Thuli Gogela is a Food Technologist with 8 years of experience developing products in food manufacturing. She is dedicated to discovering wholesome traditional dishes and recipes with a distinctive taste from different parts of the African continent. Thuli is well known for her food blog, Mzansi Style Cuisine which was established in 2010. She saw a gap in the traditional food market that people were hungry for. From there, it didn’t take long to build her brand. In 2013, she started writing a recipe column for the Cape Times for and has collaborated with some of the biggest brands in South Africa namely, Knorr, Nedeburg Wines, First Choice and Spekko rice. Not only does Thuli feature traditional African dishes, she’s also open to developing recipes, food consultations and brand collaborations.

Comments ( 4 )

  • Portia

    Greetings Thuli, this is the first time I have come across your website and I have just finished using your dumplings recipe.
    Everyone is impressed and the compliments just keep on coming. I’m now a new fan of yours and I will continue to support.

  • Kraai

    I love tripe and often cook it People teday dont understand it and has most definately came across in in the wrong way
    I also make my own braun or called silt We love it I am an older person and grew up with it I wish I could send u a picture of us making sheeps head on the braai

    • Hi Kraai,

      Thank you for your comment.

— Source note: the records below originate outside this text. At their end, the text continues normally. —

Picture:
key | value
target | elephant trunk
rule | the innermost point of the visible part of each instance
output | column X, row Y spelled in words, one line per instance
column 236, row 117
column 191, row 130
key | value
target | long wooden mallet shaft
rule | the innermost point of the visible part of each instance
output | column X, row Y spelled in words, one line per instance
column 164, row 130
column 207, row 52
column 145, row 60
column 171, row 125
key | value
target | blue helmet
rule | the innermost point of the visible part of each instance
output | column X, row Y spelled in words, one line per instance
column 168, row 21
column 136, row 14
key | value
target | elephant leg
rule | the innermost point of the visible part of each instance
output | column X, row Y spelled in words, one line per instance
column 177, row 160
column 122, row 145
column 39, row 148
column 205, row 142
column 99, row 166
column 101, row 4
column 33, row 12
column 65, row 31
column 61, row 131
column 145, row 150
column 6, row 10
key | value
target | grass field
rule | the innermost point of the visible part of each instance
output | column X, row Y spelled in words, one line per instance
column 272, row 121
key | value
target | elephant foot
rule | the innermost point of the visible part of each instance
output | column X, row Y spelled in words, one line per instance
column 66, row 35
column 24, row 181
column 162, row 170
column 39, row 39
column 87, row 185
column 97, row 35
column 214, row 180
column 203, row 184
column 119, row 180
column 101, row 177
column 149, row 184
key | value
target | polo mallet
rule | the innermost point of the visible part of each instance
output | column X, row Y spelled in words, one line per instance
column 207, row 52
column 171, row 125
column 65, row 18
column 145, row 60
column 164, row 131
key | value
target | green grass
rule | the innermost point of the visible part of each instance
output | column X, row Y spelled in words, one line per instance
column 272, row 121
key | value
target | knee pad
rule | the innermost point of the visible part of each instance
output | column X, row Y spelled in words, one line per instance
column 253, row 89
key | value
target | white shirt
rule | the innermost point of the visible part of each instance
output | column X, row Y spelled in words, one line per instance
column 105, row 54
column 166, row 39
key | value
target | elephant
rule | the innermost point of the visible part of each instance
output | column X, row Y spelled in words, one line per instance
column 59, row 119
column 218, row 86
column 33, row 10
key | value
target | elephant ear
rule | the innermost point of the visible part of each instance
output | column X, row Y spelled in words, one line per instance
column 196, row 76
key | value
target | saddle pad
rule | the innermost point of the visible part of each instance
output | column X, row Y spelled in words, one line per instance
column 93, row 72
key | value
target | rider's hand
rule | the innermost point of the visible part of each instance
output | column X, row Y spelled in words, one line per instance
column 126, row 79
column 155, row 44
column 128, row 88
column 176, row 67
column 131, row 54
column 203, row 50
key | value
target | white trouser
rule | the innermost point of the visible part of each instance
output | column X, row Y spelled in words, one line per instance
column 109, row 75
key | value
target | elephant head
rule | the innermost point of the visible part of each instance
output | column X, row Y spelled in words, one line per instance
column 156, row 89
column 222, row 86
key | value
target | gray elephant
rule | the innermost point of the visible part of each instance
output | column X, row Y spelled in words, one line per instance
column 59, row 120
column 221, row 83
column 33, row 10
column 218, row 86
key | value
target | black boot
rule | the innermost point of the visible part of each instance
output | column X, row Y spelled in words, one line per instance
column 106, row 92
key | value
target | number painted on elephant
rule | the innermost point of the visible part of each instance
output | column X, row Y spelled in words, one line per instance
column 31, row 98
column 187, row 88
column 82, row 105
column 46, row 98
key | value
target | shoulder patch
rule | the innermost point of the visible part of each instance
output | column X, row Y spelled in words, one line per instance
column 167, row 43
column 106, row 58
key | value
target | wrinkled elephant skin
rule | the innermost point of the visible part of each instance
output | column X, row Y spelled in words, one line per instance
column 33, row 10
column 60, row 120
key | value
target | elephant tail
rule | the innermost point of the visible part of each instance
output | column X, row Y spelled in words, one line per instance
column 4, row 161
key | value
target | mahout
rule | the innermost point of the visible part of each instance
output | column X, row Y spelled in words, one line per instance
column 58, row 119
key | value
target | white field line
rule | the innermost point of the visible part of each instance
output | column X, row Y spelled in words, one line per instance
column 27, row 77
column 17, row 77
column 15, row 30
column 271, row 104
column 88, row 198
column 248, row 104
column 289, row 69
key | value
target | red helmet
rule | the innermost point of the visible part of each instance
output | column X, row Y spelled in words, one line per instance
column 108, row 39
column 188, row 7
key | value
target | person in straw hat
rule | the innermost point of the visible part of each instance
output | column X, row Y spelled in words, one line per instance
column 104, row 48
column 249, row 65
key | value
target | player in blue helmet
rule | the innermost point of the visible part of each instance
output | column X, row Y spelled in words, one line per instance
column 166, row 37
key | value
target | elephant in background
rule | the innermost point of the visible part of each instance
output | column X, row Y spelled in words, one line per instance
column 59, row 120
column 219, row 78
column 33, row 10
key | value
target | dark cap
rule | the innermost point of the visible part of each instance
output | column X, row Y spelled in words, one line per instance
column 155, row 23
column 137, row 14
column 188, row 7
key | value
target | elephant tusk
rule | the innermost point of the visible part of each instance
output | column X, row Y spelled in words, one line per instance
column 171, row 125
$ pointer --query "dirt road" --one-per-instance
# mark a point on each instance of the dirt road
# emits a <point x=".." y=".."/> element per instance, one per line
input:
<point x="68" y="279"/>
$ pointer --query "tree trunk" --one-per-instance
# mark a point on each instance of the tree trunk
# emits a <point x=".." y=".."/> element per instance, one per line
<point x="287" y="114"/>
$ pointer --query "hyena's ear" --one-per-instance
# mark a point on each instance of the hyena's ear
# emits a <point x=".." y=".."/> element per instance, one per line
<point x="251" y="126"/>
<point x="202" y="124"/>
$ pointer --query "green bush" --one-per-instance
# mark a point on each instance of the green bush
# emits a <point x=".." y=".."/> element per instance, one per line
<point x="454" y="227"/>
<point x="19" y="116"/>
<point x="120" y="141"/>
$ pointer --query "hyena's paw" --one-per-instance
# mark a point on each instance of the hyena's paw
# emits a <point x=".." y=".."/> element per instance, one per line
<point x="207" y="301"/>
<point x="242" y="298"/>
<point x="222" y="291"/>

It’s great to hear what other people have to say 🙂 You can send your picture to my email address;


  • Charl

    Hi Thuli, i find your tripe recipe very interesting, however, in the 60’s, us maboero made plain curry tripe, shredded in strips & cooked till it fall in pieces. Only fine chopped onion, chopped (small cubed) potatoes was added wth curry powder & breyani mix.
    The other ingredients, no offense meant, actually spoil the tripe. Maybe others prefer it your way, but im to used to the maboero style.